Julia Franz: Intergenerationelle Bildung
Rezensiert von Prof. Dr. Irmgard Schroll-Decker, 03.11.2014

Julia Franz: Intergenerationelle Bildung. Lernsituationen gestalten und Angebote entwickeln. W. Bertelsmann Verlag GmbH & Co. KG (Bielefeld) 2014. 149 Seiten. ISBN 978-3-7639-5365-3. D: 19,90 EUR, A: 20,50 EUR, CH: 28,50 sFr.
Thema
Das Deutsche Institut für Erwachsenenbildung (DIE) beschäftigt sich in seinen Publikationen schon seit zwei Dekaden mit Fragen zur intergenerationellen Bildung, wie Marion Fleige in den Vorbemerkungen zum Buch hervorhebt. Wenngleich die vorausgehenden Beiträge ihr Entstehen sehr verschiedenen Anlässen verdanken, reiht sich der vorliegende Band nahtlos in die Themenreihe ein. Die Aktualität intergenerationeller Bildung wird in der gesellschaftlichen und gesellschaftspolitischen Diskussion zurzeit täglich neu mit Argumenten unterfüttert.
Autorin
Julia Franz hat sich als Forscherin und Praktikerin auf dem Gebiet des intergenerationellen Lernens etabliert. Seit ihrer Mitwirkung in einem von der Katholischen Bundesarbeitsgemeinschaft für Erwachsenenbildung (KBE) und dem Bundesministerium für Bildung und Forschung (BMBF) geförderten Modellprojekt zur generationenübergreifenden Bildung zur Nachhaltigkeit und ihrer Dissertation hat sie regelmäßig publiziert. Julia Franz hat an zwei Methodenbüchern des wbv-Verlags zur intergenerationellen Bildungsarbeit im Jahr 2009 mitgewirkt.
Entstehungshintergrund
Dieses Buch erscheint in der Buchreihe „Perspektive Praxis“ des Deutschen Instituts für Erwachsenenbildung und ist der Intention gemäß mit verschiedenen Methoden-Kästen, Handlungshilfen und Praxisbeispielen aufbereitet. Die Aufmachung des Buches passt zum angezielten Adressatenkreis: Es handelt sich um Bildungspraktiker, die motiviert sind, sich auf neue Angebote und Formate des intergenerationellen Dialogs einzulassen.
Aufbau
Das Buch gliedert sich in sechs Kapitel, die bereits auf den ersten Blick einen guten Überblick verschaffen. In Erwartung einer Leserschaft, die hauptsächlich erwachsenenbildnerisch-praktische Informationen aufnehmen möchte, um „Lernsituationen gestalten und Angebote entwickeln“ zu können, wie dies im Untertitel formuliert ist, orientiert sich der Aufbau an einer deduktiven Vorgehensweise und stellt allgemeine Klärungen an den Anfang, um danach in die Besonderheiten des intergenerationellen Lernens sowie des generationensensiblen didaktischen Handelns einzusteigen.
Inhalt
Nach den Vorbemerkungen der DIE-Repräsentantin zur Reihe „Perspektive Praxis“ und den Vorzügen dieser Reihe für die Bildungspraktiker, wie z.B. Lektüretipps, Methoden-Kästen, Beispielen und Checklisten, die vom Verlag zum kostenlosen Download zur Verfügung gestellt werden, liefert eine knappe, vierseitige Einleitung die Zielrichtung intergenerationeller Bildungsarbeit, nämlich aus dem Neben- ein Miteinander der Generationen zu initiieren. Dafür präsentiert der Band zahlreiche Ideen, die teilweise bereits einem Praxistest unterzogen waren und die in der Bildungsarbeit Tätige motivieren sollen, neue Lehr- und Lernarrangements auszuprobieren.
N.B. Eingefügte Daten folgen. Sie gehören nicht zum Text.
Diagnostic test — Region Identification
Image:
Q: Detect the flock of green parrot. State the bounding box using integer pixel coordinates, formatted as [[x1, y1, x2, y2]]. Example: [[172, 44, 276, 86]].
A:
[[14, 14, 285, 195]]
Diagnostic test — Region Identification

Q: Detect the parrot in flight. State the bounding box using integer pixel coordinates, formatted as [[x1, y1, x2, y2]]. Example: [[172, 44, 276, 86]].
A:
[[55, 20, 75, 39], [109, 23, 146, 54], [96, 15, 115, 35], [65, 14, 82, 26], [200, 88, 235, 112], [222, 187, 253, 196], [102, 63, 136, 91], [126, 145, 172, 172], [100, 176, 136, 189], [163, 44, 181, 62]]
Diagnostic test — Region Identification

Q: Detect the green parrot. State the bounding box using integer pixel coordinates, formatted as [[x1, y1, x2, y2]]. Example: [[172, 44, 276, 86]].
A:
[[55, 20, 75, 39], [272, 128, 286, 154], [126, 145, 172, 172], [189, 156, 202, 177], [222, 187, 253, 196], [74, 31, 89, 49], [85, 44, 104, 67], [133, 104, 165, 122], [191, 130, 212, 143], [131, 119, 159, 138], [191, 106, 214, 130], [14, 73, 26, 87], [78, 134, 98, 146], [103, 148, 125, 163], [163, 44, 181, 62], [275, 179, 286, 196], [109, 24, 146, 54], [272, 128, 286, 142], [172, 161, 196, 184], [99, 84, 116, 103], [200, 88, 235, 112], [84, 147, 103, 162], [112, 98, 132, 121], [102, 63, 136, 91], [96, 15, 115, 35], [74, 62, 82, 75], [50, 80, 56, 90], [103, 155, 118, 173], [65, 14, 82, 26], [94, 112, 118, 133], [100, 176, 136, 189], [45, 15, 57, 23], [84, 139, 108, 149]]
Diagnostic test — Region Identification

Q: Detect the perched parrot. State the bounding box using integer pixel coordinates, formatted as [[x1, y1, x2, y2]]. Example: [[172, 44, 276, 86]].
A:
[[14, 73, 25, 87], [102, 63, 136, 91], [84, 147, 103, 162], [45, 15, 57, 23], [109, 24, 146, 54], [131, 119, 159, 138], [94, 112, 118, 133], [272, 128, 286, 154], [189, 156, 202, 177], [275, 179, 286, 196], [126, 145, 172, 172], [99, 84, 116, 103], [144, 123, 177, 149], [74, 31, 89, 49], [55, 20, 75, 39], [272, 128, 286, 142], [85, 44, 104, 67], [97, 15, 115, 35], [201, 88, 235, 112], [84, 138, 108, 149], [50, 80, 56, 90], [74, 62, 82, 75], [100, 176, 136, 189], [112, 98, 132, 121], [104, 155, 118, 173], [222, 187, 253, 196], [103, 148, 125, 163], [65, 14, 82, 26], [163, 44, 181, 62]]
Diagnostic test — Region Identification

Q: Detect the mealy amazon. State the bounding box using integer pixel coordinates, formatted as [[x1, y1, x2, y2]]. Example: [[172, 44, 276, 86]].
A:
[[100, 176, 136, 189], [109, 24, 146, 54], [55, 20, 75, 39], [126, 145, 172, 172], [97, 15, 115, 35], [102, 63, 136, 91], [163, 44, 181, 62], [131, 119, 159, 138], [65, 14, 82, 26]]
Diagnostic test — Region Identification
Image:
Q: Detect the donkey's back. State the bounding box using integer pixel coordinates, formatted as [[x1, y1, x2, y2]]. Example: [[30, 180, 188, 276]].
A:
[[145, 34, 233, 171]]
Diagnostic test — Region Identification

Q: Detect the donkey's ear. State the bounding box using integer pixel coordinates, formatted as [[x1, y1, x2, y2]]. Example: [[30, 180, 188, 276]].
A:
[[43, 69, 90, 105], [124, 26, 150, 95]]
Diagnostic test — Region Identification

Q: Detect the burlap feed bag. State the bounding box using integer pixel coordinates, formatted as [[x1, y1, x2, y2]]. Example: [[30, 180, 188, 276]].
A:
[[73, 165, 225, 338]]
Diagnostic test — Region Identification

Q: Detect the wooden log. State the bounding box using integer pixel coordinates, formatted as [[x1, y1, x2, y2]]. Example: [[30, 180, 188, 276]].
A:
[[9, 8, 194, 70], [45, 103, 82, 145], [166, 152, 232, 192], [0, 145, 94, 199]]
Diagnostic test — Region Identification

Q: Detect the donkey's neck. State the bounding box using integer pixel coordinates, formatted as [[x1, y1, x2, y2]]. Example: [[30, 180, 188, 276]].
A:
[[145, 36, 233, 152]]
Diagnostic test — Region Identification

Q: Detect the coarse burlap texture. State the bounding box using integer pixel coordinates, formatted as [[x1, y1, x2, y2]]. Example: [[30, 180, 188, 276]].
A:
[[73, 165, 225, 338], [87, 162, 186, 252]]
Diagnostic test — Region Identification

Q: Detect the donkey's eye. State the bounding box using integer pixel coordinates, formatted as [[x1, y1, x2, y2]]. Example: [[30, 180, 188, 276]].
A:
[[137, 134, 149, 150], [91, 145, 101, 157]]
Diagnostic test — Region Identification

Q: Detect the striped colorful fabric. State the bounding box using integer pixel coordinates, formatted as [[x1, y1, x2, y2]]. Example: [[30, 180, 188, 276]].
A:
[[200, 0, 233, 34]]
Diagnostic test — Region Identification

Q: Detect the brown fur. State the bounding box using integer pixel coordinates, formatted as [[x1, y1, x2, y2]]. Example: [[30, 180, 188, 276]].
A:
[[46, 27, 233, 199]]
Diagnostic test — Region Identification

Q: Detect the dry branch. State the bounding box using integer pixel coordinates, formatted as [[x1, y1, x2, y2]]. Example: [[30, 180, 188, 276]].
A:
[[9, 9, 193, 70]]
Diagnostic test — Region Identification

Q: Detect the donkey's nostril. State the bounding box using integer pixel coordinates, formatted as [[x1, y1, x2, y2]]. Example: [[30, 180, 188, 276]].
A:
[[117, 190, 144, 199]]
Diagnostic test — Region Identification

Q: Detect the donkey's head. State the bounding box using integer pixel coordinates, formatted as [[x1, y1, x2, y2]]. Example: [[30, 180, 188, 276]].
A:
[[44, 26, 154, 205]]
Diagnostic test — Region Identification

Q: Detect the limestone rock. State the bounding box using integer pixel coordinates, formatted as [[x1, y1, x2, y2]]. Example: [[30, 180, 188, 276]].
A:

Kapitel 2 „Begründungen – Warum intergenerationelle Bildung?“ beinhaltet folgende Unterpunkte
- Gesellschaftliche und soziale Perspektiven (demografischer Wandel, Veränderung des Alters, Miteinander der Generationen, kein „Krieg der Generationen“)
- Bildung und Intergenerationalität
- Herausforderungen und Funktionen intergenerationeller Bildungsarbeit
Die Legitimation intergenerationeller Bildung ist knapp zusammengefasst und beinhaltet bereits erste methodische Hinweise, wie die Themen in Bildungsveranstaltungen aufgegriffen werden können. Das Miteinander der Generationen ist auf die Bereiche Familie, Beruf und Ehrenamt sowie Verein fokussiert. Die martialischen Vorstellungen vom „Krieg der Generationen“ werden mit einem Verweis auf hohe materielle und immaterielle Transferleistungen zwischen den Generationen zurückgewiesen. Intergenerationalität ist gekennzeichnet von wechselseitigen Lernprozessen junger und älterer Generationen. Als Funktionen intergenerationeller Bildungsarbeit definiert Julia Franz die Kompensations-, die Partizipations- und die Bildungsfunktion.
Abschnitt 3 „Bereiche – Felder intergenerationeller Bildungsmöglichkeiten“ differenziert folgende Praxisfelder:
- Zufällige altersheterogene Kurssituationen (implizites Lernen)
- Intergenerationelle Modellprojekte (explizites Lernen)
- Intergenerationelle Angebote (explizites Lernen)
- Intergenerationelles Engagement (implizites Lernen)
- Explizites und implizites intergenerationelles Lernen
Die Praxisfelder werden mit vielen Beispielen konkretisiert, auf mögliche Konfliktfelder wird hingewiesen, neue Begriffe werden definiert. Im letzten Unterpunkt wird für das jeweilige Praxisfeld die vorwiegende Lernform benannt.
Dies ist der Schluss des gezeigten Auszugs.